NNIT Detail Lifesciences (3)Umbraco
Data & AI

Algorithm sorts 18,000 documents at LEO Pharma

​With a combination of machine learning, automation and co-creation, NNIT and LEO Pharma has worked together to pioneer a new method for ensuring better order and structure in thousands of business-critical documents. The project is expected to free up a two-digit million DKK amount of resources.

Document management is a common challenge in the life science industry. Most pharmaceutical companies store thousands of documents on platforms like Veeva Vault. This includes work instructions and standard operating procedures (SOPs) which are critical for the production of medicines. But avoiding that duplicates, tests and long-forgotten drafts, some with fewer than 100 characters, get mixed in among the valid documents requires pharma companies to devote significant resources to maintaining document compliance.

In an effort to innovate their document management practices and optimize cleanup efforts, LEO Pharma has worked with NNIT to take a groundbreaking approach to the challenge: employing AI to assist document management and make it more user friendly.

With a conservative estimate, the overall project is expected to free up a two-digit million DKK amount of resources, which can then be devoted to more productive tasks. The initiative is also intended to pave the way for optimization of internal processes and generally a more data-driven approach to document management.

50 years of cleanup
The idea to use AI came after LEO Pharma calculated that it would take approximately 50 years for a human to review and cleanup the nearly 18,000 documents one-by-one.

– We quickly realized how long it would take to perform the cleanup manually. Just keeping track of which of the documents we have been through is a challenge. To make the process more manageable, we decided looking into the possibilities of using AI and get an algorithm to help sort it, says Josefine Hedehus, Project Manager, Quality Systems & Business Process Management at LEO Pharma.

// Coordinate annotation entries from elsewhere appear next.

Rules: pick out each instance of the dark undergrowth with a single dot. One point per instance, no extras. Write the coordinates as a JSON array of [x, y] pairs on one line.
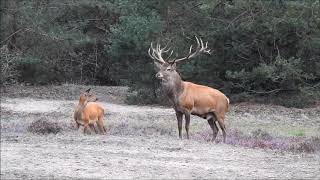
[[263, 140]]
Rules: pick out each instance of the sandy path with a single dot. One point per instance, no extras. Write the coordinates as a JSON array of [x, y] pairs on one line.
[[72, 155]]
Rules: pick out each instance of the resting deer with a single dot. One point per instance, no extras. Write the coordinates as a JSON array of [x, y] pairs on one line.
[[87, 113], [189, 98]]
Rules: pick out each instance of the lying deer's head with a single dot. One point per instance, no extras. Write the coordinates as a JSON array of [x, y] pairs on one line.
[[86, 97], [166, 66]]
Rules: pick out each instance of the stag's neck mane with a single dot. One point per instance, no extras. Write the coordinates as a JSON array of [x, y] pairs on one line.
[[174, 88]]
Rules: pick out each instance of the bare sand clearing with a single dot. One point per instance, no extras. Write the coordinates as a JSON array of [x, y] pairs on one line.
[[142, 143]]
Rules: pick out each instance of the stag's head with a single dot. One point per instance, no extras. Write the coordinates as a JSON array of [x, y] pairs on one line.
[[167, 65], [86, 97]]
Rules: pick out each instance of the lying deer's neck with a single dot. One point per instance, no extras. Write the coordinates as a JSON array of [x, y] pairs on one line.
[[173, 88], [82, 105]]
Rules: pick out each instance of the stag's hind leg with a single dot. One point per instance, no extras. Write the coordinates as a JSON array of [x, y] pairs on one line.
[[101, 125], [213, 126], [179, 118], [94, 128], [187, 117], [223, 127]]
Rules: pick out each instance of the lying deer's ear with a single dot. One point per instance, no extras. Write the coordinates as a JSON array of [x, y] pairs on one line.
[[88, 90]]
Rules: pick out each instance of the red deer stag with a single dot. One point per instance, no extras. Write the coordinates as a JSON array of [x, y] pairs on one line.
[[87, 113], [189, 98]]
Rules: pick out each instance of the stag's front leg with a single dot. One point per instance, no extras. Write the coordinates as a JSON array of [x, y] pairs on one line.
[[179, 118], [187, 117]]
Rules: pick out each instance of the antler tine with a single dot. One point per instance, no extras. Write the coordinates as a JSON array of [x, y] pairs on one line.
[[156, 53], [169, 56], [199, 49]]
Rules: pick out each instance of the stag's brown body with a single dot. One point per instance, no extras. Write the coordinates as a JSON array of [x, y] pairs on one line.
[[88, 113], [201, 100], [189, 98]]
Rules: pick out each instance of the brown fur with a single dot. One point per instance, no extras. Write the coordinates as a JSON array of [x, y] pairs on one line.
[[87, 113], [189, 98]]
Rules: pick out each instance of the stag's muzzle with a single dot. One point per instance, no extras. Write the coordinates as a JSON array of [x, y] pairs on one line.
[[159, 75]]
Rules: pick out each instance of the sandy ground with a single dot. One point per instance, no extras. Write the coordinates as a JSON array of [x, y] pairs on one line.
[[142, 143]]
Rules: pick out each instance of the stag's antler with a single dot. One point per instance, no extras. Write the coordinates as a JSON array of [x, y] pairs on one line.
[[156, 53], [200, 49]]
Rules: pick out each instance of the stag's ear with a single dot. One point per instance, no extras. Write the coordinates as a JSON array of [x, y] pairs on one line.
[[157, 65], [88, 90], [173, 66]]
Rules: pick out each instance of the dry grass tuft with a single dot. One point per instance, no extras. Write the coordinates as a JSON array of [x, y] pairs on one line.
[[43, 126]]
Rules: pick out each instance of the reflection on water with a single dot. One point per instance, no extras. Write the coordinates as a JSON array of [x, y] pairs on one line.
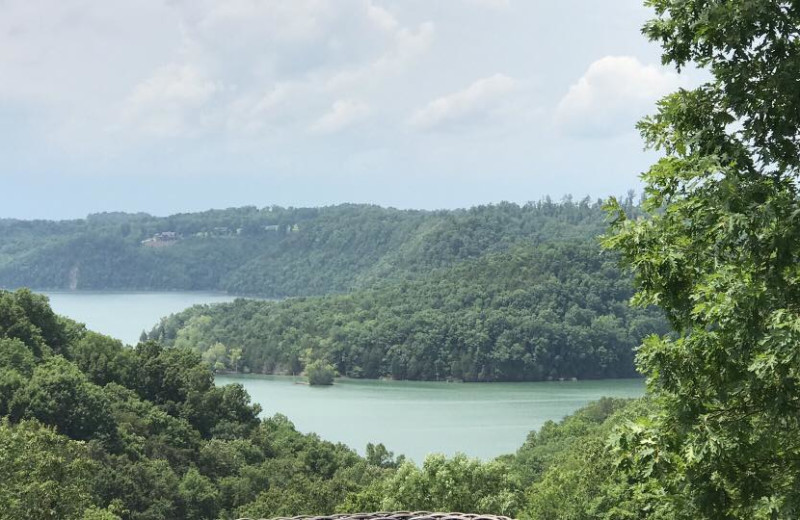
[[416, 418]]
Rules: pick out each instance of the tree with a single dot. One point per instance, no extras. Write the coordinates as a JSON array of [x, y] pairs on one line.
[[45, 475], [718, 251], [320, 373]]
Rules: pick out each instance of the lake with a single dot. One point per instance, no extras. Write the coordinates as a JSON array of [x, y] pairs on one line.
[[124, 315], [416, 418]]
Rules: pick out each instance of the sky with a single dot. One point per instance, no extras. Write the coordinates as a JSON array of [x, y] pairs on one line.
[[169, 106]]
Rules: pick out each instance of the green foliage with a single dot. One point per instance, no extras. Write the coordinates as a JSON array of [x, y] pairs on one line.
[[718, 252], [44, 475], [442, 484], [320, 373], [533, 313], [157, 441]]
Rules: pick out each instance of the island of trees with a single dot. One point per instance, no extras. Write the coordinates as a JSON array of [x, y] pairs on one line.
[[547, 312], [94, 430]]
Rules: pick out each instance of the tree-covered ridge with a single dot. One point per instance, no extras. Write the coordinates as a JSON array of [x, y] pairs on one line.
[[550, 311], [93, 430], [274, 251]]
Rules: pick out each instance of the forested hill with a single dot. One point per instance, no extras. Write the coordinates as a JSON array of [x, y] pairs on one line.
[[549, 311], [274, 252], [92, 430]]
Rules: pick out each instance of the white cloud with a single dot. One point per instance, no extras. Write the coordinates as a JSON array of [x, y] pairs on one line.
[[477, 101], [611, 96], [342, 114]]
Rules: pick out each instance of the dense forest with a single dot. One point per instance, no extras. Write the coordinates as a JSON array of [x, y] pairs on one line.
[[94, 430], [552, 311], [275, 252]]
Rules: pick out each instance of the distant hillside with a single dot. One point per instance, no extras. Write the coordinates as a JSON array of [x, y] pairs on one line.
[[274, 252]]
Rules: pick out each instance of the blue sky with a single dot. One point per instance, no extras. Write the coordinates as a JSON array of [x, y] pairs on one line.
[[167, 106]]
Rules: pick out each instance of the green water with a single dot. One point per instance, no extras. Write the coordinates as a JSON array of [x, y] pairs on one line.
[[124, 315], [416, 418]]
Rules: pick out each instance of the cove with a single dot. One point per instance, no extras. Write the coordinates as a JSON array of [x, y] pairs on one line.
[[482, 420]]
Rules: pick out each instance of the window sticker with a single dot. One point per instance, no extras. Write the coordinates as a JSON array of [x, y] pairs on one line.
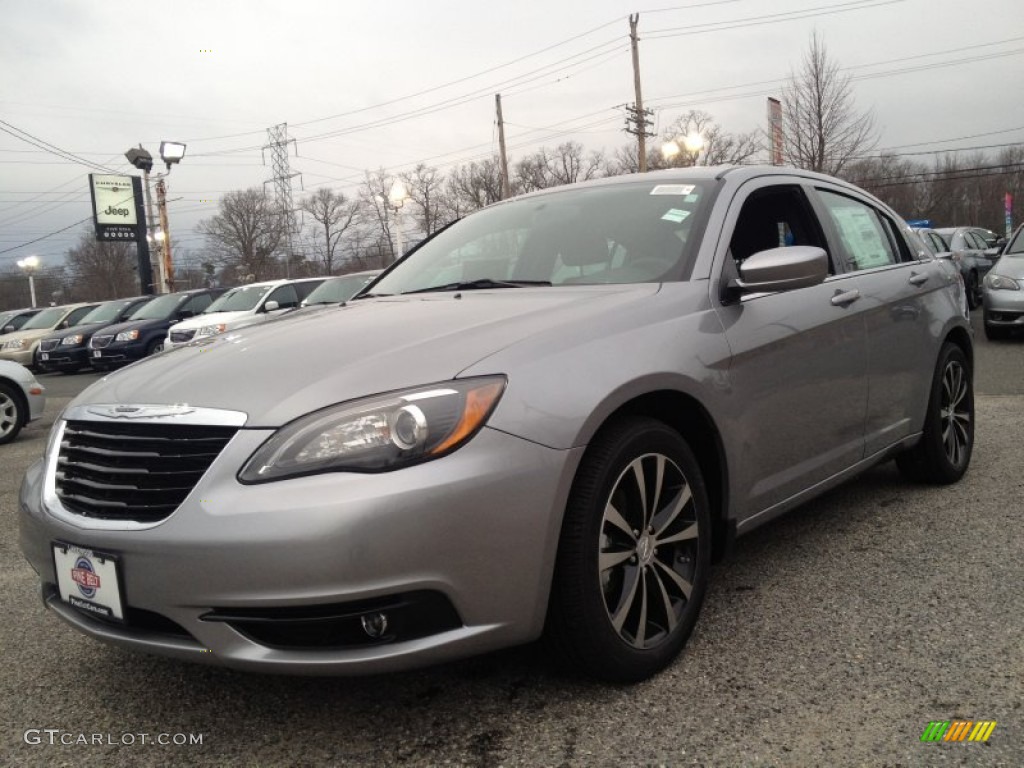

Together with her colleague Torben Craner, she is lead of the cleanup project, which extends across LEO Pharma's global organization and involves a number of stakeholders, especially from the business areas responsible for many documents.

Co-creation throughout the project
As part of the cleanup process, LEO Pharma wanted to adjust the way the documents were organized so that the content was grouped into relevant subcategories. Therefore, they needed a partner who was not only familiar with AI and Veeva, but also with the work-processes and regulatory requirements that apply to a life sciences organization.

– In addition to their experience with Veeva, NNIT also has great insight into working with document management and in-depth knowledge of GxP. From the beginning there was a good atmosphere and a good drive in the project. The team from NNIT were good at asking clarifying questions so that we could get the sorting calibrated correctly. Along the way, they offered ideas and observations that we had not considered, so the whole process was characterized by co-creation and commitment beyond all expectation, says Torben Craner.

Man and machine working together
Based on the initial matching of expectations, NNIT designed a Data Quality solution based on Amazon Web Services (AWS) technology which uses natural language processing (NLP). This means that the AI algorithm can not only recognize individual words but also interpret and analyze the text based on context and natural language so that it can scan the documents and extract structured content directly from the text.

The result of the algorithm-sorting is displayed in a user-friendly AI training-application where subject matter experts (SME) from LEO Pharma can review and qualify the documents. This allows users to communicate directly to the algorithm and improve it to make it even more accurate. Once the documents are properly classified, sorting can be further automated.

An important take-away was that it worked well to combine the algorithm with human users and automation. The raw data cannot stand alone. For example, much of the content is LEO-specific, which their SMEs need to understand and qualify. We ran a series of workshops where we reviewed the rough sorting and about 90 percent of the content was properly sorted after the first round of input from the SMEs.

Improves the quality of documents used for training
The positive effects of the new document management process can also be felt in other areas of LEO Pharma’s business, such as the quality of documents used for training.

– Training is an important part of GxP. By implementing a more structured clean-up process, we ensure that the quality of the documents we use for training is improving, which will increase the quality of the part of our training that deals with Read and Understand, says Josefine Cramer Hedehus.

After a total of 20 weeks of start-up and implementation, the solution has now been handed over to LEO Pharma, where it is used for further cleaning and reorganization of documents and as part of the overall data reporting.

Hybrid cloud, Algorithm infographic

The Data Quality-solution for LEO Pharma consists of various AWS services, including AWS Textract, Amazon Simple Storage Service (S3) and AWS Comprehend Medical, and hosted on AWS' Cloud infrastructure.